Tinder Swipes Right on AI to Help Stop Harassment

On Tinder, an opening line can go south pretty quickly. Conversations can easily devolve into negging, harassment, cruelty—or worse. And while there are plenty of Instagram accounts dedicated to exposing these “Tinder nightmares,” when the company looked at its numbers, it found that users reported only a fraction of behavior that violated its community standards.

Now, Tinder is turning to artificial intelligence to help people dealing with grossness in the DMs. The popular online dating app will use machine learning to automatically screen for potentially offensive messages. If a message gets flagged in the system, Tinder will ask its recipient: “Does this bother you?” If the answer is yes, Tinder will direct them to its report form. The new feature is available in 11 countries and nine languages currently, with plans to eventually expand to every language and country where the app is used.

Major social media platforms like Facebook and Google have enlisted AI for years to help flag and remove violating content. It’s a necessary tactic to moderate the millions of things posted every day. Lately, companies have also started using AI to stage more direct interventions with potentially toxic users. Instagram, for example, recently introduced a feature that detects bullying language and asks users, “Are you sure you want to post this?”

Tinder’s approach to trust and safety differs slightly because of the nature of the platform. The language that, in another context, might seem vulgar or offensive can be welcome in a dating context. “One person’s flirtation can very easily become another person’s offense, and context matters a lot,” says Rory Kozoll, Tinder’s head of trust and safety products.

That can make it difficult for an algorithm (or a human) to detect when someone crosses a line. Tinder approached the challenge by training its machine learning model on a trove of messages that users had already reported as inappropriate. Based on that initial data set, the algorithm works to find keywords and patterns that suggest a new message might also be offensive. As it’s exposed to more DMs, in theory, it gets better at predicting which ones are harmful—and which ones are not.

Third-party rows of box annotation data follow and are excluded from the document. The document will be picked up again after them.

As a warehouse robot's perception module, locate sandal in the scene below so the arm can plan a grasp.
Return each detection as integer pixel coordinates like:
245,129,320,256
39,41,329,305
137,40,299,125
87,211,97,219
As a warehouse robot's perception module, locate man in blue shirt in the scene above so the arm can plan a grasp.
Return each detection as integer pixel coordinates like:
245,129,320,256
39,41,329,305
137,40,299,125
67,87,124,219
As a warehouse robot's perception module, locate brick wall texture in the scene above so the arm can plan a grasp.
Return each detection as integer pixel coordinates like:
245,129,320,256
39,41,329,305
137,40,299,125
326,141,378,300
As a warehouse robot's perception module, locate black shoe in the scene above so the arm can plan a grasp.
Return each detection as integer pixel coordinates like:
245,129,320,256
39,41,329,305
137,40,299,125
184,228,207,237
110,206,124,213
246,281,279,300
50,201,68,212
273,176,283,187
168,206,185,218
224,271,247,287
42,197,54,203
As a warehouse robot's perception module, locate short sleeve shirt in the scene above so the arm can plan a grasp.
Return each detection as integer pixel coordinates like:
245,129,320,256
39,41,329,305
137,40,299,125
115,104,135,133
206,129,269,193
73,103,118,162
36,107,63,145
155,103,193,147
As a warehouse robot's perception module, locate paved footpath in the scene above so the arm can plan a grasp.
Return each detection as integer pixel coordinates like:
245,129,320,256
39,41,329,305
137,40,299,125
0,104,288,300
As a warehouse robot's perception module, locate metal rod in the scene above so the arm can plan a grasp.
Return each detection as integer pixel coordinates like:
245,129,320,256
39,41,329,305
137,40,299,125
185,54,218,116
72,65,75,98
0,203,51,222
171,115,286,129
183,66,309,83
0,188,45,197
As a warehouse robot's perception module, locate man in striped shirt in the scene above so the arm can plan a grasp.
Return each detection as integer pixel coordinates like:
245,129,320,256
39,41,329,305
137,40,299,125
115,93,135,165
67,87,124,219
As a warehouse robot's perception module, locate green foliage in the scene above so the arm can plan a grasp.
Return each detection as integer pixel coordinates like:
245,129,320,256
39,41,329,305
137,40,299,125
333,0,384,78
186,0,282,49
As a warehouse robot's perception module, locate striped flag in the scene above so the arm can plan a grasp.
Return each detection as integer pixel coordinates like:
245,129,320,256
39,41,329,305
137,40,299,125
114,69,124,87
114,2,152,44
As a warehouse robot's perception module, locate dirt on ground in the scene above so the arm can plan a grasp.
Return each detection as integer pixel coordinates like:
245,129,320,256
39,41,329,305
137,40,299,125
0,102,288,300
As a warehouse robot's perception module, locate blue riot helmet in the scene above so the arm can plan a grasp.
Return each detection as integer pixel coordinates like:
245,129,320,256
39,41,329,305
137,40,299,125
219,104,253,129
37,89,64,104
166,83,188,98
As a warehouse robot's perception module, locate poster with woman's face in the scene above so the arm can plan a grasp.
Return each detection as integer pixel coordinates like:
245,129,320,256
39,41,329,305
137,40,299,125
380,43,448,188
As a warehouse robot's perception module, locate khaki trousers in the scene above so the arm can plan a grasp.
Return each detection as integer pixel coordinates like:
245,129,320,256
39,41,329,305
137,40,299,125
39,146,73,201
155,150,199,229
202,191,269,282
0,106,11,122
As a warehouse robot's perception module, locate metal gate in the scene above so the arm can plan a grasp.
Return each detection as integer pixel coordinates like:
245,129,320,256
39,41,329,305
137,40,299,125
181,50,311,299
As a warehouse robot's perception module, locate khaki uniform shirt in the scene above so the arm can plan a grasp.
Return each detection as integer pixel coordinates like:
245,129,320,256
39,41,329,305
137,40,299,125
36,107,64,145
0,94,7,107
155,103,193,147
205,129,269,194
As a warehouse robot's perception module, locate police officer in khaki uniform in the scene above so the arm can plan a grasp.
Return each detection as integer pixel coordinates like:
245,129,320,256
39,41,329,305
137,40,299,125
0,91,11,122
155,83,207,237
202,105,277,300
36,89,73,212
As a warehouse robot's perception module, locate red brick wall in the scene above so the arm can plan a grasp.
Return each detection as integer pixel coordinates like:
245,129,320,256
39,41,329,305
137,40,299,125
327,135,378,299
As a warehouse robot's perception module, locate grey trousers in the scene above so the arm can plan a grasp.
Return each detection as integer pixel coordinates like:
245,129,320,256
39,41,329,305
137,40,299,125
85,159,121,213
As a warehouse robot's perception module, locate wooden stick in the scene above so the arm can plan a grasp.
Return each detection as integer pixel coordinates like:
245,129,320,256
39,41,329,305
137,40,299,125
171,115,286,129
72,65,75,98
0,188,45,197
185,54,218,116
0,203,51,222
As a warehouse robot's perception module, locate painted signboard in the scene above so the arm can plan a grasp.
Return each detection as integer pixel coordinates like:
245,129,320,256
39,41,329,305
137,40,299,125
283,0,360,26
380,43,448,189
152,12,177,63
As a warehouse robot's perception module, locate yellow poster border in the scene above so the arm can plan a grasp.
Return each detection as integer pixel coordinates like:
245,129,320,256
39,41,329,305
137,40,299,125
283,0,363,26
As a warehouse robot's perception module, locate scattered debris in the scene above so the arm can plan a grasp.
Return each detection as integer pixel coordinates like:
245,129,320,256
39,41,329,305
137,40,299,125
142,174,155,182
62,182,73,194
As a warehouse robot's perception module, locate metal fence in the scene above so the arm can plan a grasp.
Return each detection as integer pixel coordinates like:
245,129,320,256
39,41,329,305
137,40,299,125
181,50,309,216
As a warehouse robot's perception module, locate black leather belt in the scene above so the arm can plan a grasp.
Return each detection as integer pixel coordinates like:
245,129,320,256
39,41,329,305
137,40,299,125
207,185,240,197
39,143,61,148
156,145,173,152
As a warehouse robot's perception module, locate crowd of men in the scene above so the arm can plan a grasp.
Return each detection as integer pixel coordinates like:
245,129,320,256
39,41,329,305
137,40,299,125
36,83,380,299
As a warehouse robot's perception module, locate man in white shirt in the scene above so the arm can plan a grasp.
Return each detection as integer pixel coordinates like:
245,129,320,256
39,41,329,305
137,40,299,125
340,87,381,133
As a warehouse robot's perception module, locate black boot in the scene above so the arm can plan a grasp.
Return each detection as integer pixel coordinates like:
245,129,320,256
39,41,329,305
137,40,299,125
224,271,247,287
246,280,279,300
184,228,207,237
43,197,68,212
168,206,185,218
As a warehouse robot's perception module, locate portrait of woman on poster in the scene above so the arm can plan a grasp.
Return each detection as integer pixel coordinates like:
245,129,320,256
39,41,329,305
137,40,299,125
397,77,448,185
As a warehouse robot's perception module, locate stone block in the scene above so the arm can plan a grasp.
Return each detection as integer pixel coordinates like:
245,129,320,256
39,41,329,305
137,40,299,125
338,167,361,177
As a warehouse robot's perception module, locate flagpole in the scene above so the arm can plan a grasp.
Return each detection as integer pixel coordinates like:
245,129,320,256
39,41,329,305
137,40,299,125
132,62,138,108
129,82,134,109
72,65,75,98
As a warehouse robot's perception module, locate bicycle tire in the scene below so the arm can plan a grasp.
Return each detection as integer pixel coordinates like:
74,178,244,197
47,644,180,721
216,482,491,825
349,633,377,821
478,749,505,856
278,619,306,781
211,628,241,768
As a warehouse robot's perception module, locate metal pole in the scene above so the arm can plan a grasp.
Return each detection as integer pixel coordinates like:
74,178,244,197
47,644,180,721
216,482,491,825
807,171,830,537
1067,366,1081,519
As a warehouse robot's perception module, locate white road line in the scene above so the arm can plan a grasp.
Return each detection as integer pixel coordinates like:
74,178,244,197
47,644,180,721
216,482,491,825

The success of machine learning models like this can be measured in two ways: recall, or how much the algorithm can catch; and precision, or how accurate it is at catching the right things. In Tinder’s case, where the context matters a lot, Kozoll says the algorithm has struggled with precision. Tinder tried coming up with a list of keywords to flag potentially inappropriate messages, but found that it didn’t account for the ways certain words can mean different things—like a difference between a message that says, “You must be freezing your butt off in Chicago” and another message that contains the phrase “your butt.”

Photograph: Tinder

Still, Tinder hopes to err on the side of asking if a message is bothersome even if the answer is “no.” Kozoll says that the same message might be offensive to one person, but totally innocuous to another—so it would rather surface anything that’s potentially problematic. (Plus, the algorithm can learn over time which messages are universally harmless from repeated “no”s.) Ultimately, Kozoll says, Tinder’s goal is to be able to personalize the algorithm, so that each Tinder user will have “a model that is custom built to her tolerances and her preferences.”

Online dating in general—not just Tinder—can come with a lot of creepiness, especially for women. In a 2016 Consumers’ Research survey of dating app users, more than half of women reported experiencing harassment, compared to 20 percent of men. And studies have consistently found that women are more likely than men to face sexual harassment on any online platform. In a 2017 Pew survey, 21 percent of women aged 18 to 29 reported being sexually harassed online, versus 9 percent of men in the same age group.